7/25/2008
17.48

Around twenty minutes ago, Kris stepped off her computer, and walking past me and Glenn, she's wave goodbye like she usually does.

We both wave back, with his eyes peeled to the monitor, and mine at my hand, obviously not waving the way it should wave.

On one side of the office, there's a aluminum tray half-full with turon; I was offered, but I don't really know if I should. And besides, I'm not hungry, even if I only had so much for lunch, in a poor attempt to starve myself to hunger.

The clock slowly ticks to six o'clock. It's gotta get there soon. Another week, another weekend, another Monday.

I'm getting used to sleeping at around ten o'clock; I'm well acquainted to the feeling of genuine fatigue whenever I arrive home. I'd enter my room with the earphones still taped to my ears, perhaps saying one thing while I mean another.

Got some money to spend, living for the weekend.

Yesterday, I was awake for an extra hour, shuffling between Anna and Raisa's windows, waiting to see the indicator light go off before I can be assured of having enough power for the weekend. They're back to being two days long, but they still feel so long, with all the responsibilities young adults must have.
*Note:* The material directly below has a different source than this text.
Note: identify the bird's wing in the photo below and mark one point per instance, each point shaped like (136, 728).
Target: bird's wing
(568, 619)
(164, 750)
"Hi! How it goes in Nikoland?"

"In Nikoland, it's... not-so-Nikoriffic, and I dunno why!"

I'm also getting used to the idea that, well, I am independent. That could mean a lot of things, but if it means going home without having to get a bunch of paper bills on the console table, relying instead on a card, six digits and a big talking machine tucked away in a corner, then I am independent.

Perhaps it also means fending for yourself. You choose when to fight, and you choose when to resolve.
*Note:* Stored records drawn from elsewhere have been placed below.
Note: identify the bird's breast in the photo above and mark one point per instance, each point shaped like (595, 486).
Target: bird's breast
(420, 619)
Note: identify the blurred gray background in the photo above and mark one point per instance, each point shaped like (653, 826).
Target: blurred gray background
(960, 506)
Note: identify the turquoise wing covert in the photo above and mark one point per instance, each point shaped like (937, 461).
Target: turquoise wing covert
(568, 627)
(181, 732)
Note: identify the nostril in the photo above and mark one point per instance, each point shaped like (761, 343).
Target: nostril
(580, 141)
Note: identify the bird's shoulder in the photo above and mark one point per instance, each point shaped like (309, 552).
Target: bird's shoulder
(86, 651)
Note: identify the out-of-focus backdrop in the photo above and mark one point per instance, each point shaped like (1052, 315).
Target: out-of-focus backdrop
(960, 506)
"Last work day before the weekend, so make today a good one! Good morning!"

And then I realize that Jackie's got work tomorrow.

Twenty minutes before the end of the shift, with an email still in the drafts folder, and the place very much quiet. There's a creative writer applicant on one side of the office, struggling perhaps with Katherine Heigl, the same way I did seven weeks ago - and succeeded.
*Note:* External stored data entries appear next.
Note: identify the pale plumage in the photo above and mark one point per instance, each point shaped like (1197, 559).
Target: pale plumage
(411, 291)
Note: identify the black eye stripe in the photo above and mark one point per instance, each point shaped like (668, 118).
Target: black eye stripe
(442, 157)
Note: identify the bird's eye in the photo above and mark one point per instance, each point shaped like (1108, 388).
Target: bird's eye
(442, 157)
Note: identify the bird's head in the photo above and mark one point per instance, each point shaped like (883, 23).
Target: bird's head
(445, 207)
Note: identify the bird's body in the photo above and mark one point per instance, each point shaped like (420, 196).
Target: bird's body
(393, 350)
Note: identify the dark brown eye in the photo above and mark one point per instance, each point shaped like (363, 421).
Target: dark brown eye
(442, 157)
Look where I am now. I'm merely waiting for the weekend.

I don't know where I'll take myself tomorrow. Perhaps I'll attend my last driving lecture, perhaps I'll get my long-delayed sideline salary, perhaps I'll stuff myself with what my brother wants, while I wonder what's happening to Ranice's party. Maybe I'll go home and do some graphic, too giddy about make-up kits, wondering whether what I said two nights before will really stand true.

"Now I've seen the second photo, it's more likely I see you in my dreams somewhere, perhaps with the girly voice you said you have. And you flipping your hair. Shampoo commercial?"

"Publicity lang yan."

"Well, it's effective publicity. You'll pester me to vote you in my sleep!"

In the end, I will wake up to the same old things. Another week, another weekend, another Monday.